Well if you've ever tried it at the age of seven you'll understand the anguish I used to go through when all I could think of after I'd uttered the words was the Famous Five book I'd just put down, so I'd say them again...and again until convinced it was impossible to do. Eternal Blyton damnation was my sure and certain destiny because I'd dropped off to sleep thinking about Julian, Dick and Ann, George and Timmy the dog instead.
I think I actually used to be quite surprised to wake up the next morning and as a direct result I may perhaps still retain something of an aversion to thinking thoughts of death last thing at night.
Things took a turn for the better when we moved up to the Seniors and Joan's brother took over as our teacher. I've mentioned it here before but for anyone who missed it, he was eventually to become the drummer in the legendary glam-rock band Mud and I'm sure he quickly sorted out our rather confused theories on eternal damnation. But I digress, Memento Mori is not about youth, it's about old age and it has to be the most hilarious of Muriel Spark's books that I've read to date in this ongoing Spark Season. Yet as usual that hilarity interspersed with Muriel's customary moments of acerbic caution and perhaps that epigram chosen for the book reveals something of the depth of Muriel Spark's concern as she traces the fortunes of her cast of characters mostly all well past retirement age.
What shall I do with absurdity -
O heart, O troubled heart - this caricature,
Decrepit old age that
has been tied to me
As to a dog's tail?
The setting is London and vacillates between the geriatric ward in a local hospital and the nearby home of Godfrey and his wife Charmian. Charmian, a once famous author now undergoing something of a literary revival much to Godfrey's chagrin but now suffering from an apparent increasing confusion and memory loss. The short-term memory might be failing but Charmian has little difficulty bringing her long term memory to bear on events when she needs to and Godfrey's penchant for a sight of stocking tops and suspenders soon gets him into all sorts of trouble.

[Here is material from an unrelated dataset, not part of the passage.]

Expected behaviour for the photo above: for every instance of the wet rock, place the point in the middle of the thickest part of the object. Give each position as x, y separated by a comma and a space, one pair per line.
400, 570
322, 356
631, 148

Intrigue and mystery descend when the anonymous phone calls begin...a remote but rather creepy voice says "Remember you will die" and that's it.
Inspector Mortimer (note the 'Mort'...always reminds me of the significance of Mortmain, the father with writer's block in I Capture the Castle) retired Chief Inspector is rather strangely handed the case to investigate and it is he who utters those words I have quoted and slowly but surely fingers the supernatural collar of Death as the prime suspect for making the calls.
Muriel Sparks quotes her own experience of visiting elderly relatives in geriatric wards, as they were then known...it's probably Elderly Care now, in her autobiography Curriculum Vitae, suggesting this honed her eye for the detail both tragic and comic in this novel. The book's dedication to a staff nurse on such a ward seems to confirm her gratitude for the inspiration and I doubt I'll ever forget the inmates. Muriel Spark calls them the 'grannies' and they are a force of hilarious eccentricities to be reckoned with especially Granny Valvona with her penchant for reading out daily horoscopes had me in hysterics...
'Granny Taylor - Gemini. Evening festivities may give you all the excitement you want. A brisk day for business enterprises,' Granny Valvona read out for the second time that day.
'There,' said Miss Taylor.
The Maud Long Ward had been put to bed and was now awaiting supper.
'It comes near the mark,' said Miss Valvona. 'You can always know by your horoscope when your visitors are coming to see you...'
Between them they could bring a country to its knees I'm sure, so when a ward sister of an inclement disposition takes charge you just know her days are numbered...clever grannies.
I have discovered through this Spark Season that some of Muriel's novels throw me into an enviable state of readerly confusion; years ago that confusion may have had me casting her book aside, now I relish the challenge. This one is not of that confusing ilk which is just as well given the apparent mental confusion of many of the characters, but how lovely all the same it is to come to all these for the first time now.